Desisti de esperas que
incapacitam a felicidade. Me permiti ser feliz. Do meu jeito, da minha maneira
doida e desvairada, mas me permiti. E comecei a amar de verdade. Sabe aquele
amor de novelas e filmes da sessão da tarde? Pois é, é tudo mentira. É
verdade que amor mesmo é aquilo que fica, que suporta, que permanece. Amor é
manso. E amor cura. Amor não nasce do nada e nem se quer machuca.
Eu fui curada de
todas minhas crises. É verdade que ainda restam algumas, as minhas crises de
identidade ainda perduram, mas as crises mais fortes e tristes são somente
poeira numa memória agora congestionada de felicidade.
Aprendi a gostar
mais dos detalhes, dos pequenos momentos, das pequeninas coisas.

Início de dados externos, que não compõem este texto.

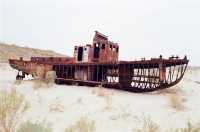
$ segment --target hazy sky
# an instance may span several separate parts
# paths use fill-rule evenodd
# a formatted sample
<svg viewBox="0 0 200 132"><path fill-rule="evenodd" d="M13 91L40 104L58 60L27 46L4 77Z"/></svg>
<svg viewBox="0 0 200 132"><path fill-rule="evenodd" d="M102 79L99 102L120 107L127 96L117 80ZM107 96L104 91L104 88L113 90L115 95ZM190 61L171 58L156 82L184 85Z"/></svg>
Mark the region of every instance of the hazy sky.
<svg viewBox="0 0 200 132"><path fill-rule="evenodd" d="M120 59L187 55L200 65L200 0L0 0L0 41L72 55L95 30Z"/></svg>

A dar valor
para o irrecuperável, para o saudável. Comecei a amar sorrisos, o arrastar de pés
na areia da praia no domingo, as reuniões de família agora muito mais freqüentes,
os beijos, os amassos, as briguinhas bobas, as brincadeiras estúpidas, os
segredos, as trocas de olhares, os abraços longos e arrastados. Tudo isso agora
faz parte de um mundo novo que eu comecei a descobrir.
Meu espírito anda
leve e feliz e meu interior limpo e tranqüilo. Não salvou o mundo, não me
tornou a melhor pessoa do universo, as minhas notas de química ainda são um
desastre, mas mesmo assim eu sou melhor, eu sou mais feliz por ter aquela
pessoa do meu lado, por saber que em determinado dia eu vou vê-la, eu vou rir,
eu vou brincar com uma piada boba. É bom dormir abraçada naquele corpo familiar
e quente, ver aquele sorriso caloroso, ter aquelas mãos massageando minhas
pernas e saber que elas estarão sempre ali, onde deveriam ter estado há muito
tempo, se não fossem os naufrágios das minhas emoções sempre tão egoístas.
Amor é uma coisa
que nos faz bem, sossega, alimenta, cuida, cura. É numa tarde de praia, e numa
festa em família, é no dividir de um sorvete, de uma conversa produtiva, de uma
brincadeira amena, de beijos trocados, de abraços apertados. Amor é o que
completa a gente. E eu me sinto tão completa ultimamente, não há mais espaço
para o que deveria ter sido e não foi, não há mais espaço para o que faz mal. Há
espaço para a luz, para o bonito, o novo, o que salva, o que vem, o que constrói.
E isso tudo eu tenho tido tanto. Eu ando tão bem.